CHRISTMAS PANTS
I told you about a pair of guys who had exchanged the same pair of moleskin pants for over a decade. Each year they tried to outdo one another with the only rules being they couldn’t damage the pants and they had to use scrap material. I’d left the story with Kunkel having received the pants in a safe which had been welded shut. His gift-giving cohort, Collette received them back in a metal box which had once been a 1974 Gremlin. A note attached to the 2,000-pound scrunched car advised Collette that the pants were inside the glove compartment. He countered with an 8’ high and 2’ wide tire filled with 6,000 pounds of concrete. On the outside Collette had written, "Have a Goodyear."

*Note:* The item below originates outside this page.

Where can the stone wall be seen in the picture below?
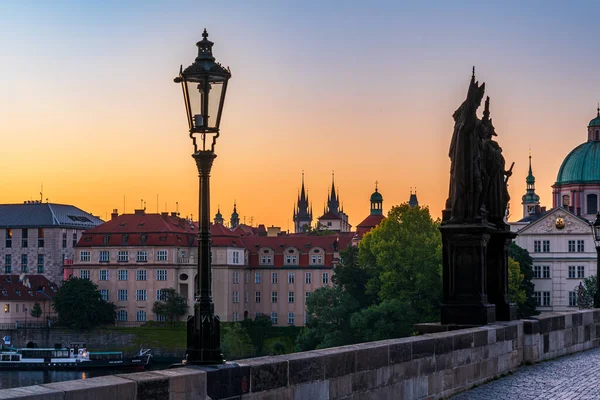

A 17.5’ red rocket ship in ’ filled with concrete and weighing 6 tons. A 4-ton Rubik’s Cube made of concrete, baked in a kiln and covered with 2,000 board feet of lumber. And a station wagon with 170 generators welded together were just some of the ways this gift was conveyed. In 1989 the giving came to an end when Collette tried to encase the pants in 5 tons of jagged glass.
In the pouring process an over sized chunk of glass fractured and transformed the pants into a pile of ashes. The ashes were deposited into a brass urn and delivered to Kunkel along with this epitaph: Sorry, Old Man Here lies the Pants. The urn now graces the fireplace mantel in Kunkel’s home.